创建从另一个文件基蜘蛛类继承函数的爬虫蜘蛛

时间:2021-03-01 20:23:18

标签: python scrapy

我正在尝试创建从另一个蜘蛛继承功能的较小蜘蛛。

这里是主蜘蛛的代码:

import scrapy
import pandas as pd
import os.path 


class main(scrapy.Spider):
    allowed_domains = ['domain.com']

    def parse_product_list(self, response):
        urls = response.xpath("//*[contains(@class, 'col-xs-12 col-sm-6 col-lg-3')]/a/@href").getall()
        for url in urls:
            url = "https:" + url
            yield scrapy.Request(url, self.parse_product_view, dont_filter=True)
        # Next Page
        next_page = response.css(".pull-left .pagination a:contains('Next')::attr(href)").get()
        if next_page is not None:
            # yield response.follow_all(url, callback=self.parse)
            # yield from response.follow_all(pagination_links, self.parse)
            yield scrapy.Request(next_page, callback=self.parse, dont_filter=True)
        
    def parse_product_view(self, response):
        productSku = response.css("#products_model::text").get().replace("Model #","")
        productName = response.css("#products_name::text").get().replace(";",'') + "- " + productSku
        # productName = '"' + productNameUgly + '"'   
        productDescription = response.css("#productDescription").get().replace(";",'')

        # MSRP Price
        if "$" in response.css("#products_price::text").get():
            productPrice = response.css("#products_price::text").get().replace("$", "")
        else:
            productPrice = response.css("#products_price s::text").get().replace("$", "")

        # Special Price
        if response.css("#products_price .productSpecialPrice::text").get():
            specialPrice = response.css("#products_price .productSpecialPrice::text").get().replace("Sale:$","")
        else:
            specialPrice = ""

        # Product Image
        image = response.css("img.img-responsive.img-fill.product-details-big-thumb::attr(src)").get()
        gallery = response.xpath("//*[@class='product-details-thumb-float']/a/@href").getall()
        gallery.insert(0, image)
        gallery = '; '.join(gallery).replace("wm.php/","")

        
        # Extra Attribute
        if response.xpath(".//*[@class='product-notes-feature']/li").getall():
            key = response.xpath(".//*[@class='product-notes-feature']/li/@data-product-feature").getall()
            value = response.xpath(".//*[@class='product-notes-feature']/li/text()").getall()
            attributes = dict(zip(key, value))
            productAttributes = attributes
            for key, value in attributes.items():
                productAttributes[key] = value.replace(key + ": ", "")

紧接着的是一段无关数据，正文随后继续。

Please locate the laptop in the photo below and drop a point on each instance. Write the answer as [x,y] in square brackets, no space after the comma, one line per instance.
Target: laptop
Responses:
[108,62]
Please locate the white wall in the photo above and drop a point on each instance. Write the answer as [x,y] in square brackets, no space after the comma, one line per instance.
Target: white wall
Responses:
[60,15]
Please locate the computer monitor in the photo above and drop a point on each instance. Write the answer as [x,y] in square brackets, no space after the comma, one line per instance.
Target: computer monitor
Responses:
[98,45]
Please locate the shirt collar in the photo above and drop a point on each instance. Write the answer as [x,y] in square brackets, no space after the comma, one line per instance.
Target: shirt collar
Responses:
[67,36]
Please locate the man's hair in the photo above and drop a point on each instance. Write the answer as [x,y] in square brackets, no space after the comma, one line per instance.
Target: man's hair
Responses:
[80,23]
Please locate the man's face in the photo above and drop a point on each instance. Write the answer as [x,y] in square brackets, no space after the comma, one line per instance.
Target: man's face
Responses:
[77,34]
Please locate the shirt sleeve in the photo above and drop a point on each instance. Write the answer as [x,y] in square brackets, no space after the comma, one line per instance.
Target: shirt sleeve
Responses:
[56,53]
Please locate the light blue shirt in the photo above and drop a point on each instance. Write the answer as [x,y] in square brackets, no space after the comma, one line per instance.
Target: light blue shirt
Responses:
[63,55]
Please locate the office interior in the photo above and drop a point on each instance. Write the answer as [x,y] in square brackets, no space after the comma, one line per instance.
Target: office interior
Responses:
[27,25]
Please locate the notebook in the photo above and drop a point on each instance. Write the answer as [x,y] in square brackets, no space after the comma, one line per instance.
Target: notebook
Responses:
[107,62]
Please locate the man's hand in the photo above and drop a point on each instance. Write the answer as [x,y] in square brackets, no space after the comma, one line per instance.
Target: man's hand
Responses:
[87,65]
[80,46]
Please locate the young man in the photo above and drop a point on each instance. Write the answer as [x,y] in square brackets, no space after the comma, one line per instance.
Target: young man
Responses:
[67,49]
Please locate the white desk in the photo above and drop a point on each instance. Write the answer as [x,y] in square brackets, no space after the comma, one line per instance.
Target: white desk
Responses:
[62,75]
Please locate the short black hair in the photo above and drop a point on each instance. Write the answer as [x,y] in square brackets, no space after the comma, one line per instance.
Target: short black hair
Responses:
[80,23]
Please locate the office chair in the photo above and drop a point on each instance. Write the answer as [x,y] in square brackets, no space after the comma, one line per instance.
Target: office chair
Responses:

        export_essential = {
            "sku": productSku,
            "label": productSku,
            "name": productName,
            "description": productDescription,
            "price": productPrice,
            "special_price": specialPrice,
            "image": image,
            "media_gallery": gallery
        }

        export_all = export_essential
        if productAttributes:
            export_all.update(productAttributes)

        yield export_all

现在我复制并粘贴基础蜘蛛的整个文件,然后更改名称和网址。这不是一种有效的方式。如果基础蜘蛛有变化,我必须回到所有的小蜘蛛那里去更新。

谢谢

1 个答案:

答案 0 :(得分:0)

我不确定您要问什么,但是如果您将第一行更改为:

class Spider(scrapy.Spider):
    def __init__(self, url):
        self.allowed_domains = [url]

然后你可以调用这个文件spider.py,在另一个文件中,说:

from spider import Spider

spider1 = Spider('domain.com')

这就是你所追求的吗?